It has been almost 30 years since the once-controversial Texas lottery was approved by voters. The first scratch game — Lone Star Millions — was sold to Gov. Ann Richards on May 29, 1992, By the end of that day, 23.2 million tickets — a record at the time — had been sold.
Lotto Texas sales began on Nov. 7, 1992, and Texans flocked to buy their chance at winning millions of dollars.
Many people and organizations opposed the lottery, saying it would harm Texans with even mild gambling addictions. Others were opposed to gambling on moral grounds. But a majority of the voters who went to the polls approved the constitutional amendment allowing the lottery.
Later, some Texans were upset to learn that the money generated by the lottery went to the state’s general fund and not to public education as many believed it would. But the enabling legislation did not specify that destination.
Still, slightly more than 25% of lottery revenue now goes to the Foundation School Fund to support public education. Another 65 percent is paid out in prizes, 5% goes to commissions for retailers selling winning tickets and the rest is used to cover administrative costs.
Fast forward to this year, and Texas may be facing another vote on gambling. A joint resolution in the Texas House and Texas Senate would call for a November vote of the public on whether to allow up to four “resort casino” destinations in Texas — potentially to be located in Houston, Dallas-Fort Worth, San Antonio and Austin. Lawmakers would need to pass the necessary constitutional amendment by a two-thirds vote in both houses of the Legislature and then submit the change in the state Constitution for approval by a simple majority of voters.
We hope the Legislature does approve the proposed amendment. It is a matter of simple economics.
People who want to gamble are going to gamble. Right now, though, they have to leave Texas to do so legally. Many Brazos Valley residents routinely drive to Louisiana to gamble at Lake Charles or Shreveport. It is not uncommon for buses to take Texans out of state to gamble.
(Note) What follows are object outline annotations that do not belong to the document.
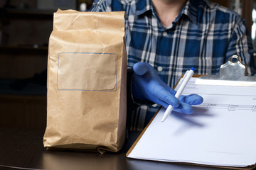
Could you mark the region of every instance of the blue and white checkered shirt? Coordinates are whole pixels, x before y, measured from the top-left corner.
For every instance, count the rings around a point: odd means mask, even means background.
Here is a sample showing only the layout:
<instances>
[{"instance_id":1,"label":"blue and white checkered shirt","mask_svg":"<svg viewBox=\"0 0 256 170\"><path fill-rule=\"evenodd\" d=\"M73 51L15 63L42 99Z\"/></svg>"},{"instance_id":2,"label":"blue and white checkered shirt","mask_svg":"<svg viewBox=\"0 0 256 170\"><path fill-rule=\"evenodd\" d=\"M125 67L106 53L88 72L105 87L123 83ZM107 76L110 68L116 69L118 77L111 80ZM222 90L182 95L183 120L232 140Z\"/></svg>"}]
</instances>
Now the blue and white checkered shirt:
<instances>
[{"instance_id":1,"label":"blue and white checkered shirt","mask_svg":"<svg viewBox=\"0 0 256 170\"><path fill-rule=\"evenodd\" d=\"M253 74L253 47L244 20L208 0L188 0L168 28L151 0L95 0L90 11L124 11L128 66L148 62L171 87L191 67L197 74L218 74L233 55ZM140 107L132 115L133 130L142 129L156 108Z\"/></svg>"}]
</instances>

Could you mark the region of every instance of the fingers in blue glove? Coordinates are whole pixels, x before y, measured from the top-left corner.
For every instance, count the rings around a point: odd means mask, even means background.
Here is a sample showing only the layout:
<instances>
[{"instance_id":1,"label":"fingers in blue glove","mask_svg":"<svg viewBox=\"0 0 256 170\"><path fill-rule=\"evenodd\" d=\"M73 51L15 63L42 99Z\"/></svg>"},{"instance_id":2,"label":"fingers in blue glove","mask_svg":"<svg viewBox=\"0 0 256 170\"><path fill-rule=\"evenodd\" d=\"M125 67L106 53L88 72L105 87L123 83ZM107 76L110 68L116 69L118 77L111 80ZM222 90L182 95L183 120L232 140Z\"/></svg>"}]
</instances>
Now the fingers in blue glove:
<instances>
[{"instance_id":1,"label":"fingers in blue glove","mask_svg":"<svg viewBox=\"0 0 256 170\"><path fill-rule=\"evenodd\" d=\"M149 64L145 62L137 62L133 66L133 69L134 73L139 76L142 76L149 71Z\"/></svg>"},{"instance_id":2,"label":"fingers in blue glove","mask_svg":"<svg viewBox=\"0 0 256 170\"><path fill-rule=\"evenodd\" d=\"M179 105L178 100L171 93L169 89L166 89L161 85L156 85L152 90L152 95L156 98L156 103L167 108L171 105L177 107Z\"/></svg>"}]
</instances>

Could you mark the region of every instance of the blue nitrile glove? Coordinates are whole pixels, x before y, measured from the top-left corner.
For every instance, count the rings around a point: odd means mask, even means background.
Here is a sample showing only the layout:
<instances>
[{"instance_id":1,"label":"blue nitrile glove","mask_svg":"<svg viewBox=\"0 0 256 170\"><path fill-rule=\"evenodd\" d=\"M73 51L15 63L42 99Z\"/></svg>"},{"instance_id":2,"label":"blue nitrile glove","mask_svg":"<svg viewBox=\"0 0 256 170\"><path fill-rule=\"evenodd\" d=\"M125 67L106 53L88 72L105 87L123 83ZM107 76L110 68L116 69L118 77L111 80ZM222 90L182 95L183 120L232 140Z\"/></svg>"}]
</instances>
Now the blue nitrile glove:
<instances>
[{"instance_id":1,"label":"blue nitrile glove","mask_svg":"<svg viewBox=\"0 0 256 170\"><path fill-rule=\"evenodd\" d=\"M161 81L156 70L149 64L137 62L134 67L134 74L132 81L134 98L142 101L151 101L167 108L174 106L174 110L186 114L193 113L191 105L203 103L203 98L197 94L181 95L177 99L176 91Z\"/></svg>"}]
</instances>

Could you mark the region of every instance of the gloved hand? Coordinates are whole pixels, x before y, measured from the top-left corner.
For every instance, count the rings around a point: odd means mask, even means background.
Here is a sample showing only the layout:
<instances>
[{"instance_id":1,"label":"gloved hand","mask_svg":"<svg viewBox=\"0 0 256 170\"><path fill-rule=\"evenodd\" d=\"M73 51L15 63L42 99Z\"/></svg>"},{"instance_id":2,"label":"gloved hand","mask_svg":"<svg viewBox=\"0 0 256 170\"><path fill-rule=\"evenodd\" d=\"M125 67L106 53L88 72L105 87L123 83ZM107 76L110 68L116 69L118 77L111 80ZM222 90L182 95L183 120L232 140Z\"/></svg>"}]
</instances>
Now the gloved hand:
<instances>
[{"instance_id":1,"label":"gloved hand","mask_svg":"<svg viewBox=\"0 0 256 170\"><path fill-rule=\"evenodd\" d=\"M134 67L134 74L132 81L132 94L134 98L142 101L151 101L167 108L174 106L174 110L186 114L193 113L191 105L203 103L203 98L197 94L181 95L177 99L176 91L164 83L156 70L149 64L137 62Z\"/></svg>"}]
</instances>

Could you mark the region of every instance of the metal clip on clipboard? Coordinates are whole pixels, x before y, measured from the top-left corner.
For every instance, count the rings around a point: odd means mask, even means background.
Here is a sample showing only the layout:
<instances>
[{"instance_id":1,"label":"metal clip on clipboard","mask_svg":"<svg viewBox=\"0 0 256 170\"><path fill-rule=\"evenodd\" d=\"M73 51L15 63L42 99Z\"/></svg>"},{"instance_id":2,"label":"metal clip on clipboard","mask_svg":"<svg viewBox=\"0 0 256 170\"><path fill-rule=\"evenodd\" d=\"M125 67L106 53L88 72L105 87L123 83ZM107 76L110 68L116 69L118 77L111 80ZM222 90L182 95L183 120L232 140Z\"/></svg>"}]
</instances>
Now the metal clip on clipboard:
<instances>
[{"instance_id":1,"label":"metal clip on clipboard","mask_svg":"<svg viewBox=\"0 0 256 170\"><path fill-rule=\"evenodd\" d=\"M218 75L202 76L196 84L256 86L256 74L247 76L247 67L242 63L240 57L233 55L220 66Z\"/></svg>"}]
</instances>

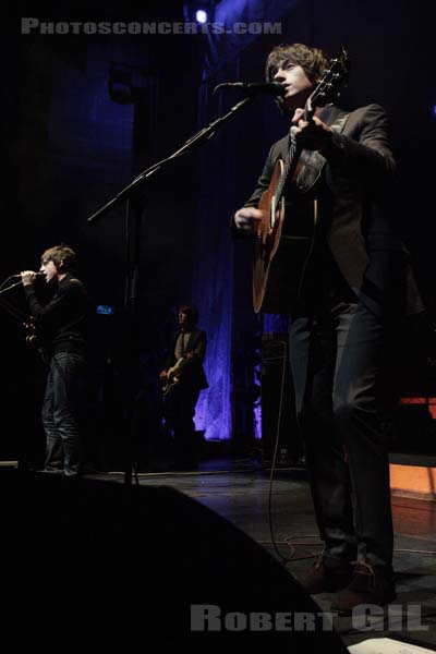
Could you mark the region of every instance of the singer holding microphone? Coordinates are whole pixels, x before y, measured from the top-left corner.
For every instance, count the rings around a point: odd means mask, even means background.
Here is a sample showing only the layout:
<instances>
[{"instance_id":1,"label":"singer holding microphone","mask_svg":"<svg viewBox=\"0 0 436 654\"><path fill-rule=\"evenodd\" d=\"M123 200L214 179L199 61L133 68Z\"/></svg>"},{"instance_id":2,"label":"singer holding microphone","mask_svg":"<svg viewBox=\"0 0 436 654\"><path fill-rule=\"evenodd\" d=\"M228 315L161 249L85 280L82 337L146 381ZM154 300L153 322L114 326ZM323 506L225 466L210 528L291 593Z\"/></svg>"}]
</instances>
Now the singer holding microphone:
<instances>
[{"instance_id":1,"label":"singer holding microphone","mask_svg":"<svg viewBox=\"0 0 436 654\"><path fill-rule=\"evenodd\" d=\"M46 433L44 472L75 477L81 472L80 408L86 367L87 294L73 275L75 252L55 245L40 258L40 270L21 274L24 292L49 360L43 403ZM50 302L37 294L36 278L43 275L55 287Z\"/></svg>"},{"instance_id":2,"label":"singer holding microphone","mask_svg":"<svg viewBox=\"0 0 436 654\"><path fill-rule=\"evenodd\" d=\"M282 85L277 104L289 117L290 132L271 146L232 229L238 237L256 235L264 219L259 198L276 162L292 147L299 166L284 197L316 201L312 245L294 271L300 281L289 352L324 543L300 581L311 594L335 593L331 609L347 615L360 604L384 606L396 596L380 379L389 327L398 326L405 311L419 313L423 306L386 209L396 161L385 110L368 105L347 112L328 100L307 112L332 61L302 44L278 46L268 55L267 83Z\"/></svg>"}]
</instances>

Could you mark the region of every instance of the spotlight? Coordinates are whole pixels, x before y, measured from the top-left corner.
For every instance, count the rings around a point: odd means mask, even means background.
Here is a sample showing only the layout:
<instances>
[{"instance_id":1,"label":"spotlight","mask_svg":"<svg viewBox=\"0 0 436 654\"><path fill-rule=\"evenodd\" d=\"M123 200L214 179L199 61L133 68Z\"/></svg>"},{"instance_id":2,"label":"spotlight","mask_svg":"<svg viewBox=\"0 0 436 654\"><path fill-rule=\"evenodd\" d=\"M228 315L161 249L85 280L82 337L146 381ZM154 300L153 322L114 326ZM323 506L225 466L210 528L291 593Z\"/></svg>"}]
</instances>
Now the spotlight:
<instances>
[{"instance_id":1,"label":"spotlight","mask_svg":"<svg viewBox=\"0 0 436 654\"><path fill-rule=\"evenodd\" d=\"M205 23L207 23L207 11L205 11L204 9L197 9L197 11L195 12L196 22L201 25L204 25Z\"/></svg>"},{"instance_id":2,"label":"spotlight","mask_svg":"<svg viewBox=\"0 0 436 654\"><path fill-rule=\"evenodd\" d=\"M196 22L204 25L214 20L214 11L217 0L202 0L201 2L186 2L183 4L183 15L185 21Z\"/></svg>"}]
</instances>

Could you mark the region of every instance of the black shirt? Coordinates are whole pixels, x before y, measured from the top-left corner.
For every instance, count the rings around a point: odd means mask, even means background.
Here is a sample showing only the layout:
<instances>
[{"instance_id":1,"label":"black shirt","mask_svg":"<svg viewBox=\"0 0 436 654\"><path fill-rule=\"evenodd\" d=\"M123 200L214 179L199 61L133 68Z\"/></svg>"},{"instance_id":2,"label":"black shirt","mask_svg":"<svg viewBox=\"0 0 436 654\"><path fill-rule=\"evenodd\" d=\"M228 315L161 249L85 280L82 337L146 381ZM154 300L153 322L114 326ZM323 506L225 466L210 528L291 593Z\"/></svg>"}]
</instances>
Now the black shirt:
<instances>
[{"instance_id":1,"label":"black shirt","mask_svg":"<svg viewBox=\"0 0 436 654\"><path fill-rule=\"evenodd\" d=\"M83 283L72 275L66 275L46 305L40 303L34 284L26 284L24 290L49 353L85 354L88 300Z\"/></svg>"}]
</instances>

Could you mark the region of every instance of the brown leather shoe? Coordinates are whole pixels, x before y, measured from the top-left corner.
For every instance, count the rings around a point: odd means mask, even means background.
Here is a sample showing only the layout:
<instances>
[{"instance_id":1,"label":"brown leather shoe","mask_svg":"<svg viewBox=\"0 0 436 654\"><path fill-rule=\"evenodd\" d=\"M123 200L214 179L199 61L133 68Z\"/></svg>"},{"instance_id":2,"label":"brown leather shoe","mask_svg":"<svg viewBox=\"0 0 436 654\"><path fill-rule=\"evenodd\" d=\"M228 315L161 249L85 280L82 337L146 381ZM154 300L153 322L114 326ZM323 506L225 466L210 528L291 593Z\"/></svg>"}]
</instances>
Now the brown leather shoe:
<instances>
[{"instance_id":1,"label":"brown leather shoe","mask_svg":"<svg viewBox=\"0 0 436 654\"><path fill-rule=\"evenodd\" d=\"M390 566L371 566L362 561L354 564L350 584L335 594L331 610L350 615L360 604L386 606L397 597L393 571Z\"/></svg>"},{"instance_id":2,"label":"brown leather shoe","mask_svg":"<svg viewBox=\"0 0 436 654\"><path fill-rule=\"evenodd\" d=\"M299 578L300 584L311 595L334 593L344 589L351 581L353 567L350 561L320 555L313 567Z\"/></svg>"}]
</instances>

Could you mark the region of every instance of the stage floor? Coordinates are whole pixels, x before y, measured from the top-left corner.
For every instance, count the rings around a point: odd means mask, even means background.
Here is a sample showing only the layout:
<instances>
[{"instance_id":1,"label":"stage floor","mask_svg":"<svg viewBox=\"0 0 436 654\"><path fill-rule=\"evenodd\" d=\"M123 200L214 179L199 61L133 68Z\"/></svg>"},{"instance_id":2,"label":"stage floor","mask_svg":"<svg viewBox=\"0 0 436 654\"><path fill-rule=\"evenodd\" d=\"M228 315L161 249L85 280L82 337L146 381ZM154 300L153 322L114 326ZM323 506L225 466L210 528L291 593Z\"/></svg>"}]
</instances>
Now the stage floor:
<instances>
[{"instance_id":1,"label":"stage floor","mask_svg":"<svg viewBox=\"0 0 436 654\"><path fill-rule=\"evenodd\" d=\"M44 484L44 492L50 496L57 487L57 482L62 482L61 479L43 480L39 477L47 477L47 475L35 473L31 473L31 477L32 484L38 480L49 481L50 484ZM85 502L88 493L86 484L96 482L99 487L102 484L108 491L111 487L118 489L119 484L125 486L125 476L123 472L117 471L88 471L84 475L81 491L85 493ZM195 471L140 472L137 482L143 487L144 494L149 493L147 497L152 499L155 497L156 489L164 487L177 492L183 501L190 498L207 507L217 518L219 517L220 520L225 518L251 541L266 549L276 560L281 561L286 570L296 579L322 550L306 473L302 468L278 469L271 482L270 471L262 468L255 460L214 459L202 461ZM133 477L132 485L134 484ZM62 486L63 483L58 487ZM183 499L183 496L186 498ZM83 508L84 505L81 506ZM183 508L183 505L181 506ZM372 615L371 625L366 630L356 626L355 620L346 617L335 617L334 627L346 646L367 639L388 637L436 651L436 502L392 497L392 507L396 536L393 565L397 573L398 597L384 615ZM204 510L203 507L198 508ZM41 511L44 513L44 507ZM201 512L198 519L202 521ZM160 516L158 520L162 521L159 528L161 532L166 529L166 517ZM149 522L152 533L153 518L149 518ZM184 524L183 520L181 524ZM146 530L147 525L144 528ZM179 556L183 556L180 554L183 548L180 542L177 542L179 534L181 538L185 537L186 542L192 541L192 546L195 548L197 536L194 533L191 535L190 529L195 531L196 528L186 525L184 532L175 532L173 544L172 541L169 545L165 544L171 557L172 555L177 557L178 553ZM171 538L173 537L174 534ZM190 543L186 545L191 547ZM227 553L223 552L222 556L226 557ZM180 560L180 564L183 565L183 560ZM206 568L204 570L207 571ZM251 568L247 568L246 579L245 583L250 584ZM327 594L314 596L323 611L329 611L330 598L331 596ZM408 625L408 619L411 620L411 627Z\"/></svg>"},{"instance_id":2,"label":"stage floor","mask_svg":"<svg viewBox=\"0 0 436 654\"><path fill-rule=\"evenodd\" d=\"M124 482L124 475L117 472L87 476ZM271 484L270 472L256 461L222 459L203 461L193 472L138 473L138 483L171 486L207 506L272 557L283 560L286 569L298 578L322 550L305 476L303 469L279 469ZM335 618L334 625L347 646L388 637L436 651L436 502L392 497L392 507L396 608L372 617L368 631L353 628L347 617ZM316 595L314 600L328 611L330 597ZM407 623L408 607L412 629ZM416 611L421 611L421 619L414 622Z\"/></svg>"}]
</instances>

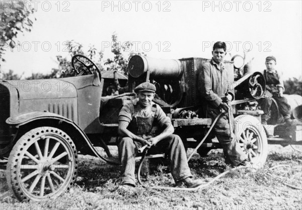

Currently, Texans spend some $2.5 billion gambling at casinos in other states. Most of that money would stay in Texas if gamblers could visit in-state casinos.
Perhaps the enabling resolution should be amended to add El Paso and, perhaps, Corpus Christi or some other South Texas location as potential casino locations.
The joint resolution has been submitted to the House and Senate state affairs committees, where they are awaiting approval.
In addition to the four resort casinos, the potential constitutional amendment would authorize “limited casino gambling” at horse-race tracks in Houston, San Antonio and Fort Worth and at greyhound tracks in Corpus Christi and Harlingen.
Further, gambling on sporting events would be allowed, including at off-site locations.
And, the state’s three federally recognized Native American tribes would be authorized to host casinos.
If the casino amendment is passed, the state would collect a 10% tax on table games and 25% on slot machines. A Texas Gaming Commission would be established to regulate the casinos and collect the taxes.
The proposed casinos in Dallas-Fort Worth and Houston would require an investment of at least $2 billion by operators for land and construction, while the possible casinos in San Antonio and Austin would require a minimum of $1 billion investment.
The push for a gambling amendment is being made by Las Vegas Sands — founded by the later Sheldon Adelson, a major contributor to Republican causes and candidates — which is spending millions of dollars to hire lobbyists and pay for advertising. The state’s major professional sports teams also are supporting the proposed amendment.
Of course, there are Texans who shouldn’t gamble, but those who have gambling addictions most likely already travel out of state to spend their money.
We also understand that some Texans simply oppose gambling, but it should be up to the voters of Texas whether to approve resort casinos, which could add billions of dollars to the state’s public schools.